|Research teams at the NESCent-EOL-BHL Research Sprint.
Photograph by Cyndy Parr.
In early February, the National Evolutionary Synthesis Center (NESCent) hosted the EOL-BHL Research Sprint. NESCent, based in Durham, NC, is a non-profit science center supporting research in the evolutionary sciences. NESCent emphasizes an interdisciplinary approach to research, and so the idea behind the Sprint was to put together teams of programmers and life scientists to expose each other to questions and ways of thinking that they might not necessarily consider in their normal work. Informaticians could bring programming and data skills to bear on questions that scientists may not have had the programming expertise to implement effectively, using BHL‘s and EOL‘s now considerable amount of freely available data. Scientists could identify questions based on the data to programmers that they might not have considered.

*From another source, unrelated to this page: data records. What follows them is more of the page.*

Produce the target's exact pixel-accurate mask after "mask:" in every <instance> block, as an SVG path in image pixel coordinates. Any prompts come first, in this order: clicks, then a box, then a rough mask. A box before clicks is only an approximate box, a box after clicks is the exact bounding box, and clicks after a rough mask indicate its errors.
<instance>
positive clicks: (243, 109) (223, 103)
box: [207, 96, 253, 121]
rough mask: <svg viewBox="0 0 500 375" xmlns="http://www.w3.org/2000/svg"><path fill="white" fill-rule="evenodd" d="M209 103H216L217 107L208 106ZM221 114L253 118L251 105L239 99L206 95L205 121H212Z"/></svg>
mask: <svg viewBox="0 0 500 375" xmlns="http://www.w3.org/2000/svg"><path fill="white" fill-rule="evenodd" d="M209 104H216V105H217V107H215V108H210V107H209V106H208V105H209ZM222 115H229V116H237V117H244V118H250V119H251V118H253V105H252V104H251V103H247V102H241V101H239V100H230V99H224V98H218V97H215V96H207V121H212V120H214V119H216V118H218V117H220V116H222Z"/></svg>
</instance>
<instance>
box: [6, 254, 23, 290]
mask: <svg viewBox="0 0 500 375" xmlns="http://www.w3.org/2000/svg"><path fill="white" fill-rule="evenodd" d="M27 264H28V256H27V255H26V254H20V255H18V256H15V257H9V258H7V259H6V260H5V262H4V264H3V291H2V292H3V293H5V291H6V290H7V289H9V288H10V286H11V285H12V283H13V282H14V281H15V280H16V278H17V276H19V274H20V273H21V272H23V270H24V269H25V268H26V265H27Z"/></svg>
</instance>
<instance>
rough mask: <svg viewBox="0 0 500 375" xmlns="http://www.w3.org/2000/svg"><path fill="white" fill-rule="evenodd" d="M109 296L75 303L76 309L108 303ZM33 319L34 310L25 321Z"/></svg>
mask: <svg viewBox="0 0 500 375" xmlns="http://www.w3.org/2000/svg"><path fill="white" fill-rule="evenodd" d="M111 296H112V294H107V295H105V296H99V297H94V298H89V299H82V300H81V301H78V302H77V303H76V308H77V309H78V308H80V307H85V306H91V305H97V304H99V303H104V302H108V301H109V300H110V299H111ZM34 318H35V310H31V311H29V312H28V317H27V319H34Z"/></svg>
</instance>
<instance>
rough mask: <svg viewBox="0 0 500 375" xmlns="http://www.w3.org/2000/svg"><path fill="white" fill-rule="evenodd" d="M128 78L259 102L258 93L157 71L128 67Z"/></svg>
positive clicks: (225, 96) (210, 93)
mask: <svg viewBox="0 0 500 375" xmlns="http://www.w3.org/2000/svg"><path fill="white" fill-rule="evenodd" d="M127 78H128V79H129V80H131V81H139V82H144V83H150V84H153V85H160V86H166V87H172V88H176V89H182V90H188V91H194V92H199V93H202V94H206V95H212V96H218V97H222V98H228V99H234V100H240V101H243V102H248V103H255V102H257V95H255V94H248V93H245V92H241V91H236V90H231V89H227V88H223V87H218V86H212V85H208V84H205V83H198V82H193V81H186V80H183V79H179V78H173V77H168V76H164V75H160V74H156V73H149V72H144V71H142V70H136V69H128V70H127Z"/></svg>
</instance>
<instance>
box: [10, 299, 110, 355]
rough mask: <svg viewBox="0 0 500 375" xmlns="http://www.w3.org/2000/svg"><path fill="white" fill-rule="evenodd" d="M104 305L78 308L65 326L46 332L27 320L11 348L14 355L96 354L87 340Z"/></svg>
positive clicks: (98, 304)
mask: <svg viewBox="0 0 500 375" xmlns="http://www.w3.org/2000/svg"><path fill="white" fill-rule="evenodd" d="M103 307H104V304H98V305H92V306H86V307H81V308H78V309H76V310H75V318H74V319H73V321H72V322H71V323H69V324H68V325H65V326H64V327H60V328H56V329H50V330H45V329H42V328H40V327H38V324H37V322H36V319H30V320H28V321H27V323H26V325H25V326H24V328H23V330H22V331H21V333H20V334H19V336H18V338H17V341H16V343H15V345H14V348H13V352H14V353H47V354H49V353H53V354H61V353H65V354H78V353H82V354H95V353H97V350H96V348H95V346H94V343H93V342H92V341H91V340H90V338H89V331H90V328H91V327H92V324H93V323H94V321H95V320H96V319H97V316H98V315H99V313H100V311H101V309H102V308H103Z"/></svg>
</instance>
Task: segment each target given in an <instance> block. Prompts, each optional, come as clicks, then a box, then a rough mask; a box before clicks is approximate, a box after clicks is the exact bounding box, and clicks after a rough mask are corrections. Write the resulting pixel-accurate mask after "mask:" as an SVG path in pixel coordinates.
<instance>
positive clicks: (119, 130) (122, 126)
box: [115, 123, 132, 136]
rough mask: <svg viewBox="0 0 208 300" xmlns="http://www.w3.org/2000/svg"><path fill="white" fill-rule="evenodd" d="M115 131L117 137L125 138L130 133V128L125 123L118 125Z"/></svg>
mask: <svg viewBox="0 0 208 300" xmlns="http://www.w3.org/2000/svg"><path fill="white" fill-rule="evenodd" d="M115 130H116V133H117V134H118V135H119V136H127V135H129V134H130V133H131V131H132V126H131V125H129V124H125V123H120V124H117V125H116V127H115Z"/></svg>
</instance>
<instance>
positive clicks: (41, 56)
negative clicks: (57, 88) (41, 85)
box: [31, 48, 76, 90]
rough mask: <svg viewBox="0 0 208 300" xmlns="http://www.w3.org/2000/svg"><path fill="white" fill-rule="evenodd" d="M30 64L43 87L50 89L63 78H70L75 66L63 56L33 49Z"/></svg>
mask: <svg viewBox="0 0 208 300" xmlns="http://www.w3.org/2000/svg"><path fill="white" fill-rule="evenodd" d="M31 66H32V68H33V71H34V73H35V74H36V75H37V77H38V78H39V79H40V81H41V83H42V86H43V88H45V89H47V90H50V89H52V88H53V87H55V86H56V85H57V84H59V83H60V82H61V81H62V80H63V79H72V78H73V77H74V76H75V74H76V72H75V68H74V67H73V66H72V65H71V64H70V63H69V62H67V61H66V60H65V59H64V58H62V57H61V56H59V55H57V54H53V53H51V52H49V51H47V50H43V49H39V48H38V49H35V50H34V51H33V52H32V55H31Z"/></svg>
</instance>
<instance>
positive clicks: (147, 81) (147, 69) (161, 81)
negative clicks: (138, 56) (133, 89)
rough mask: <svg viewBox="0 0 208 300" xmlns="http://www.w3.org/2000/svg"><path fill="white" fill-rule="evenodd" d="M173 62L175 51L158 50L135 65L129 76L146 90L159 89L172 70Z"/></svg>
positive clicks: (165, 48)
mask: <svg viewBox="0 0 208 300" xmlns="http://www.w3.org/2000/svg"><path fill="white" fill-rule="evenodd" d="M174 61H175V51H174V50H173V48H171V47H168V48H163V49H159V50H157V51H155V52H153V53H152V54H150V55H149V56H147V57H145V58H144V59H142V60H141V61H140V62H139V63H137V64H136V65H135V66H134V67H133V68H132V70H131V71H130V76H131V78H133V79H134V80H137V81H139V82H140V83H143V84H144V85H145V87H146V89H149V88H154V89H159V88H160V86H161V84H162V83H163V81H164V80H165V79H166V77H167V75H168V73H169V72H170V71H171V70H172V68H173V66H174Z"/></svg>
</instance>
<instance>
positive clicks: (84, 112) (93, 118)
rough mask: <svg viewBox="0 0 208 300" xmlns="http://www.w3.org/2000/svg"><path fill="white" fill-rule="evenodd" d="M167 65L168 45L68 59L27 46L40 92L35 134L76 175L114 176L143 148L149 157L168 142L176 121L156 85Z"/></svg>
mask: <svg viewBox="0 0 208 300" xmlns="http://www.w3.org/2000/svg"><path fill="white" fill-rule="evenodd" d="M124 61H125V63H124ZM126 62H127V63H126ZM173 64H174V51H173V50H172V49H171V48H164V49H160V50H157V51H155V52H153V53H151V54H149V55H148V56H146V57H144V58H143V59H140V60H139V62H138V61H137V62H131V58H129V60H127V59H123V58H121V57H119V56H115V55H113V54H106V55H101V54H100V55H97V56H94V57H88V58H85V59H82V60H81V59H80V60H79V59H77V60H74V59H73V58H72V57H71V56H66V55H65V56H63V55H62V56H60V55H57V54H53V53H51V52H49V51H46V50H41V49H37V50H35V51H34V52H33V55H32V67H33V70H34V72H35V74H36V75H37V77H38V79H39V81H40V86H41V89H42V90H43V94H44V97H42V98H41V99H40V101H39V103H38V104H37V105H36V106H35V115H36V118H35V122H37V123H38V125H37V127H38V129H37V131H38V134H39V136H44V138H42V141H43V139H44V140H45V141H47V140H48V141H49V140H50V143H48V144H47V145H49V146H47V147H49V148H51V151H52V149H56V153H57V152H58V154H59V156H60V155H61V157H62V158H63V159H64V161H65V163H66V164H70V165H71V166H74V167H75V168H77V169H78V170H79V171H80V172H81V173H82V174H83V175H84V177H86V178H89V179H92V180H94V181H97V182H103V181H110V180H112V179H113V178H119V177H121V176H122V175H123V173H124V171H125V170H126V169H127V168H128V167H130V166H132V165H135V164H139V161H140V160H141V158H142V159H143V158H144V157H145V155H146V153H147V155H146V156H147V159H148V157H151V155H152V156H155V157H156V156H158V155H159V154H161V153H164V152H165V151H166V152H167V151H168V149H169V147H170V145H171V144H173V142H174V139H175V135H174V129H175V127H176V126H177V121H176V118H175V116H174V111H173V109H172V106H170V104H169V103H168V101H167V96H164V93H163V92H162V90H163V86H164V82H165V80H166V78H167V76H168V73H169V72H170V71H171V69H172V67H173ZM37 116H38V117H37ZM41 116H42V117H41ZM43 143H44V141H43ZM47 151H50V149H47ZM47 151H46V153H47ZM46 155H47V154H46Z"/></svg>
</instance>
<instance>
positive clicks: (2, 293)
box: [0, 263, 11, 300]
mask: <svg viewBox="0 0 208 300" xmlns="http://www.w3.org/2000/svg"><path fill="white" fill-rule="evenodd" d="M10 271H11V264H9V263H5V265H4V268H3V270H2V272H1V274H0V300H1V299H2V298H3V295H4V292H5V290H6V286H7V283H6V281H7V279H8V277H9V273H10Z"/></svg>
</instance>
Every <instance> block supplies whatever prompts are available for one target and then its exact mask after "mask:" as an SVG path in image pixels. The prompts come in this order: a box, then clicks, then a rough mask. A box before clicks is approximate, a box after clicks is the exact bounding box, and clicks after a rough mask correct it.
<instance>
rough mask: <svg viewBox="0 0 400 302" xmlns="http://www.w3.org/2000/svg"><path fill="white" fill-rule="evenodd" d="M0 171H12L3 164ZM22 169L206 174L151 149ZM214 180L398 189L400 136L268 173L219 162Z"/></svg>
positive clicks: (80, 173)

Plus, the meeting was useful in identifying how well researchers could identify and retrieve the data they needed from the BHL text corpus. To this end, William Ulate, BHL Technical Director and John Mignault, a member of the BHL Technical Advisory Group attended the meeting.

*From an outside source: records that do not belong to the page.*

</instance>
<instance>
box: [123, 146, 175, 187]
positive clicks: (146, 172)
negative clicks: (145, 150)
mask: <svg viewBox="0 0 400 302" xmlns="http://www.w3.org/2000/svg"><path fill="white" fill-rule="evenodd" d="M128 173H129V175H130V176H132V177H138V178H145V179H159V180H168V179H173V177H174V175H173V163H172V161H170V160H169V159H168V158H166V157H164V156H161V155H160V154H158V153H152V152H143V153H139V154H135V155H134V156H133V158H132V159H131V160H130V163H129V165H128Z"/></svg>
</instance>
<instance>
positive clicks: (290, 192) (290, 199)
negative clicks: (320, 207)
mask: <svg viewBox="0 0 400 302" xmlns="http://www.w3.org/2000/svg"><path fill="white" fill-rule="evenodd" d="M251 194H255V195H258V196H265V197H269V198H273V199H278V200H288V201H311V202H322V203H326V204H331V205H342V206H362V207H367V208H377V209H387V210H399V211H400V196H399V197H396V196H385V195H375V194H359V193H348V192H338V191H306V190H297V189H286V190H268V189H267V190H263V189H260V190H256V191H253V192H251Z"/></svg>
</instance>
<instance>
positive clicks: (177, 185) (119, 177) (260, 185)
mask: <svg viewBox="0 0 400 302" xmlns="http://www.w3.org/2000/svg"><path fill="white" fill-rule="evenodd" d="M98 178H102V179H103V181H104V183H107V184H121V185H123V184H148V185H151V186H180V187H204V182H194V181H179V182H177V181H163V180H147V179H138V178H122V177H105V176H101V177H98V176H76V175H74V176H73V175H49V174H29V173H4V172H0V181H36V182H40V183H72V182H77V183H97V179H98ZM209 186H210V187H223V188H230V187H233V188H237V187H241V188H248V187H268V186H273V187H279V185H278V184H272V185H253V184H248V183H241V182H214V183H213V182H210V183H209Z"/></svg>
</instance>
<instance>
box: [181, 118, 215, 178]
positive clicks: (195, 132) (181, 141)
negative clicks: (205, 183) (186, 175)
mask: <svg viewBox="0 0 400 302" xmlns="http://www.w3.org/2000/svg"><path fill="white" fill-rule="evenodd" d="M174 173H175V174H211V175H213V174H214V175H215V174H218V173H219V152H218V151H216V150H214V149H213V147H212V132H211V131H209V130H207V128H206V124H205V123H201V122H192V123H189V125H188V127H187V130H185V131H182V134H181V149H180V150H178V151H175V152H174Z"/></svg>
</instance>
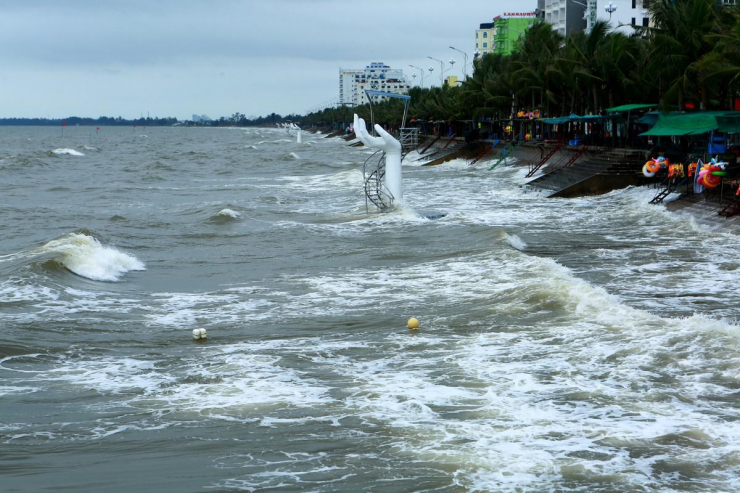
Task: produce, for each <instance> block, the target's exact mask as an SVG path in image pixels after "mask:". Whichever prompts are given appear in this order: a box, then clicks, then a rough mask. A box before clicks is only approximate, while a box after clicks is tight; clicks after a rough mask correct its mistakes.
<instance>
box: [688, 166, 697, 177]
mask: <svg viewBox="0 0 740 493" xmlns="http://www.w3.org/2000/svg"><path fill="white" fill-rule="evenodd" d="M697 166H698V165H697V164H696V163H691V164H689V176H690V177H691V176H694V173H696V167H697Z"/></svg>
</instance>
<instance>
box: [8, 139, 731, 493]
mask: <svg viewBox="0 0 740 493" xmlns="http://www.w3.org/2000/svg"><path fill="white" fill-rule="evenodd" d="M62 130H63V132H64V133H63V134H62ZM371 153H372V150H369V149H367V148H362V147H358V148H355V147H349V146H348V145H347V142H345V141H344V140H342V139H339V138H325V136H324V135H321V134H309V133H306V132H304V134H303V142H302V143H301V144H298V143H297V142H296V136H295V134H294V133H293V134H288V133H287V132H286V131H285V130H281V129H267V128H184V127H171V128H164V127H156V128H144V127H137V128H131V127H102V128H100V130H99V131H96V129H95V127H66V128H64V129H61V128H56V127H55V128H52V127H1V128H0V214H1V215H0V217H1V218H2V220H0V490H1V491H3V492H42V491H55V492H57V491H59V492H68V491H69V492H103V491H105V492H132V491H136V492H169V491H172V492H222V491H223V492H229V491H250V492H298V491H300V492H304V491H305V492H346V491H354V492H360V491H362V492H427V491H432V492H551V491H552V492H604V493H606V492H674V491H696V492H699V491H700V492H713V493H716V492H735V491H738V490H740V346H739V344H738V343H739V342H740V330H739V326H738V317H740V308H739V307H738V300H740V270H739V269H740V259H739V258H738V255H737V252H738V250H740V236H738V235H737V234H736V233H735V232H732V231H727V230H724V229H722V228H721V224H718V226H717V227H713V226H711V225H704V224H697V223H696V222H694V221H693V220H692V218H691V217H690V216H686V215H682V214H680V213H672V212H669V211H667V210H666V209H665V207H664V206H662V205H658V206H654V205H649V204H648V202H649V200H650V199H651V198H652V196H653V195H655V193H656V190H653V189H649V188H634V187H633V188H627V189H624V190H617V191H613V192H611V193H608V194H605V195H600V196H595V197H584V198H576V199H547V198H546V197H545V196H544V195H542V194H539V193H535V192H528V191H527V190H526V188H522V185H523V184H524V183H526V181H527V180H526V178H525V174H526V173H527V168H526V166H524V165H523V163H517V161H516V160H515V159H510V160H509V162H507V163H506V164H503V165H501V166H499V167H497V168H496V169H495V170H494V171H489V170H488V168H487V165H486V163H478V164H477V165H476V166H469V165H468V163H467V162H466V161H464V160H454V161H451V162H448V163H445V164H442V165H439V166H430V167H425V166H420V165H419V161H409V162H408V163H406V164H404V167H403V174H404V196H405V205H404V206H403V207H400V208H398V209H397V210H396V211H394V212H391V213H387V214H382V213H378V212H376V211H374V210H373V209H372V207H369V208H368V207H367V206H366V201H365V196H364V191H363V175H362V166H363V163H364V162H365V160H366V159H368V158H369V157H370V154H371ZM430 217H431V218H433V219H430ZM718 221H719V219H718ZM411 317H416V318H417V319H418V320H419V321H420V327H419V329H418V330H415V331H411V330H409V329H408V328H407V320H408V319H409V318H411ZM198 328H204V329H206V330H207V336H208V337H207V339H206V340H194V339H193V336H192V331H193V329H198Z"/></svg>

The teams covered a wide variety of interesting topics from studying the color of butterflies based on extracting color information from images to studying changes in ontologies over time based on an analysis of the text in the BHL corpus (see http://bit.ly/1dnnhG0). Over the course of the sprint, the teams began data mining EOL and BHL for their data sets and started preliminary analyses of their data. Each day, groups met at the end of the day to share experiences and progress. By the end of the sprint, each of the teams were sharing plans for further collaboration and completing their analyses. Plans for publication and grants proposals based on sprint ideas were also discussed. In an open, collaborative spirit, members shared the materials freely via Google Drive.

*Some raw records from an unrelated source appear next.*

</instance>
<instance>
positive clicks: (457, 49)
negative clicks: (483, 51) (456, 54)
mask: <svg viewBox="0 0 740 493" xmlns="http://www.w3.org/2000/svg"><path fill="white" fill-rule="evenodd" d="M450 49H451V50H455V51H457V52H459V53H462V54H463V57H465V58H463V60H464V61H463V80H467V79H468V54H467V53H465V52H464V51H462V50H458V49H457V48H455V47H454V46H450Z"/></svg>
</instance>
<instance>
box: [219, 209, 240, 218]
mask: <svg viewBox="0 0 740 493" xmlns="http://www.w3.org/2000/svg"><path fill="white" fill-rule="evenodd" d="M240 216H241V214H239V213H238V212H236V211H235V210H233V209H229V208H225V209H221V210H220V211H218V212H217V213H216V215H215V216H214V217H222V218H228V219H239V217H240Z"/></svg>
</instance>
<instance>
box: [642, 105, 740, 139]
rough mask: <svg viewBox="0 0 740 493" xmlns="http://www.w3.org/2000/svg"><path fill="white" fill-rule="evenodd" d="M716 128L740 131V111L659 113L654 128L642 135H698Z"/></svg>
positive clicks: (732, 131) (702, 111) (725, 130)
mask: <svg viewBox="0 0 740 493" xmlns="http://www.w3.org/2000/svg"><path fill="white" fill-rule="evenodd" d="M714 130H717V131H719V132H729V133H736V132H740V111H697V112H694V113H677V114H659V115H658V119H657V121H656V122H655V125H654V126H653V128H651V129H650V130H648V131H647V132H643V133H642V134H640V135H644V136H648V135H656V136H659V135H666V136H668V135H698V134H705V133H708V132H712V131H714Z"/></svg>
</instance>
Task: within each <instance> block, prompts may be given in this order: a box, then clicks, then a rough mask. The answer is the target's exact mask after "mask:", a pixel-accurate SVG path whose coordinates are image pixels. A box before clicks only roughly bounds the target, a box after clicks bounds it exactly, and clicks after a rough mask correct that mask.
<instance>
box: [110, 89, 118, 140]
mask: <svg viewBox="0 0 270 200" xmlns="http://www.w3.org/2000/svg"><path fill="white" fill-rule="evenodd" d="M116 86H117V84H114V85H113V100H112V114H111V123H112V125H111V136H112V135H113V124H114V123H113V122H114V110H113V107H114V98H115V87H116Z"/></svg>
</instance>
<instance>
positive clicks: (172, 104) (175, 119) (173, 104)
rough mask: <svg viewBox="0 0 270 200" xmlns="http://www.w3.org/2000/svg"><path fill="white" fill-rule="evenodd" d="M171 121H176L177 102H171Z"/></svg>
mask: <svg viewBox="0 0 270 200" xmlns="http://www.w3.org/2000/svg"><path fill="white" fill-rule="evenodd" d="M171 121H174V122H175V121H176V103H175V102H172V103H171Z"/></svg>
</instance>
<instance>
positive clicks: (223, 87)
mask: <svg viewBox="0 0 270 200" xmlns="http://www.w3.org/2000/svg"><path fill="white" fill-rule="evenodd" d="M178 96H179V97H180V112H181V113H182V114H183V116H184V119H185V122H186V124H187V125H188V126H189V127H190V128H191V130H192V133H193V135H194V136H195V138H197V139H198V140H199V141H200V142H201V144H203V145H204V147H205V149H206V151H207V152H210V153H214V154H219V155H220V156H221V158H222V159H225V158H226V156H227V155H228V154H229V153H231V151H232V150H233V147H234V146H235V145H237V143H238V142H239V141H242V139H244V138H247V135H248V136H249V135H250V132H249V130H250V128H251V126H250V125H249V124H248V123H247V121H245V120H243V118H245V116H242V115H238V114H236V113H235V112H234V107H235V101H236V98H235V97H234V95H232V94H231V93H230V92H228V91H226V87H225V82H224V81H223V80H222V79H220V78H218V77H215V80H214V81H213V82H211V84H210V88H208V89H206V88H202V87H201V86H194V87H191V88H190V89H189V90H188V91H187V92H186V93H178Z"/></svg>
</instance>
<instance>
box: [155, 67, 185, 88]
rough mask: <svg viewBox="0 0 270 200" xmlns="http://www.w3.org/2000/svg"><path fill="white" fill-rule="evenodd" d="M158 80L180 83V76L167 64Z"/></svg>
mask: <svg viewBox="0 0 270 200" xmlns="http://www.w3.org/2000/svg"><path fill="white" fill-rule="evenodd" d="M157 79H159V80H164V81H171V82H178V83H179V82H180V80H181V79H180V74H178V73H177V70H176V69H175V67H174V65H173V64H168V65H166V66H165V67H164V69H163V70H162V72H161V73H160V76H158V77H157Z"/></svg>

We learned some interesting things about the way people approach the BHL data set. Many of the teams on the first day wanted to use the BHL application programming interface for bulk data retrieval. Several team members asked us how they could download “all of the text.” When we told them that this was impractical and would result in a great deal of unwanted data, they asked how they could retrieve data based on, for example taxa – I want to harvest all pages with names from this taxon (Chordata) or this common name (Vertebrate). Others wanted data restricted by location. We tried to assist them given their specific needs rather than their initial request for the whole data set (see http://bit.ly/1rvbut3). This raised useful questions as to how we can provide the data to researchers need in the ways they need it – should we offer ways to request bulk data downloads based on a specific set of criteria? Should we alter the API (http://www.biodiversitylibrary.org/api2/docs/docs.html) in order to make it possible to retrieve more closely focused data sets? As BHL becomes better known as a source of “Big Data” for the biodiversity community, we will need to evolve our access to that data in order to better meet the needs of our users.
We were also surprised to discover the popularity of the R statistical programming language among scientists. Many team members used R in their work, to such an extent that a short R group discussion was scheduled for one morning during the meeting. Scott Chamberlain of Simon Fraser University has created an R interface to the BHL API, available at http://bit.ly/1oAFKjI. It is always good to see BHL and its data used in new and interesting ways. Follow up further results from this Sprint at: http://blog.eol.org.
The Sprint was a valuable meeting for BHL: it exposed our valuable data to more scientists and informaticians, and it gave BHL staff useful feedback on the uses of the BHL data corpus and its value to researchers. We would like to thank EOL, NEScent and the Richard Lounsbery Foundation for the opportunity and their collaboration in making this event a success.